Casini (UDC): Decisivi i valori per le eventuali alleanzeL’intervista ad ‘Avvenire’ del leader Udc, Pier Ferdinando Casini.
«Decidere oggi tra Pd e Pdl? Mi sembra fuorviante. In Parlamento continueremo il ruolo di opposizione che ci hanno assegnato due milioni e centomila elettori».

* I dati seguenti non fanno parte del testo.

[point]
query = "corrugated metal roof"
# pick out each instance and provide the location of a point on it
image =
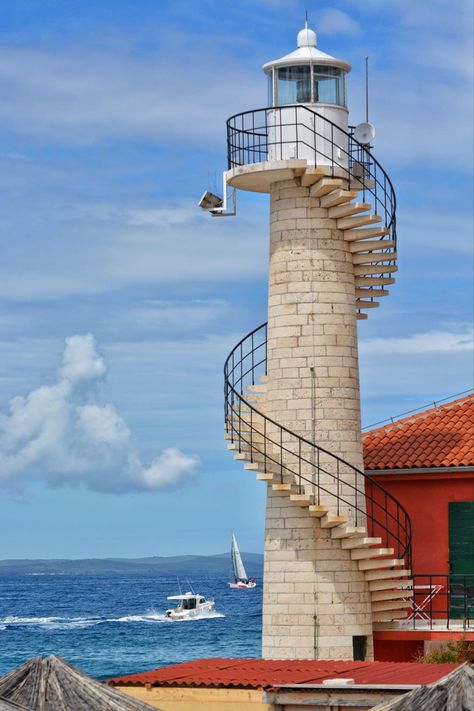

Pier Ferdinando Casini ha chiuso ieri a Todi il seminario di Liberal e ora traccia in un’intervista il percorso dell’Udc per i prossimi mesi. La bussola per il partito, che lavora per allargare l’area di centro, è rappresentata dai valori. «Saranno decisivi» ha spiegato Casini, anche nella scelta delle eventuali alleanze. «Vedremo in Parlamento se, come ed eventualmente con chi costruire convergenze».

Le alleanze? Non abbiamo la vocazione a stare all’opposizione a vita ma decidere oggi tra Pdl o Pd mi sembra fuorviante. Vedremo in Parlamento se, come e, eventualmente, con chi costruire convergenze sii valori e programmi».
Il leader dell’Udc Pier Ferdinando Casini, che ha chiuso ieri il seminario di Liberal sul bipolarismo inesistente , non intende sbilanciarsi sulla futura collocazione del suo partito.
«Per il momento spiega in questa intervista lavoriamo per costruire e rafforzare un’area di centro, capace di andare al di là dell’Udc, mettendo insieme quelle forze del cattolicesimo liberale e della liberaldemocrazia che non si riconoscono in questo sistema politico. In Parlamento continueremo il ruolo di opposizione che ci hanno assegnato due milioni e centomila elettori, nonostante il tentativo di Berlusconi e Veltroni di estrometterci».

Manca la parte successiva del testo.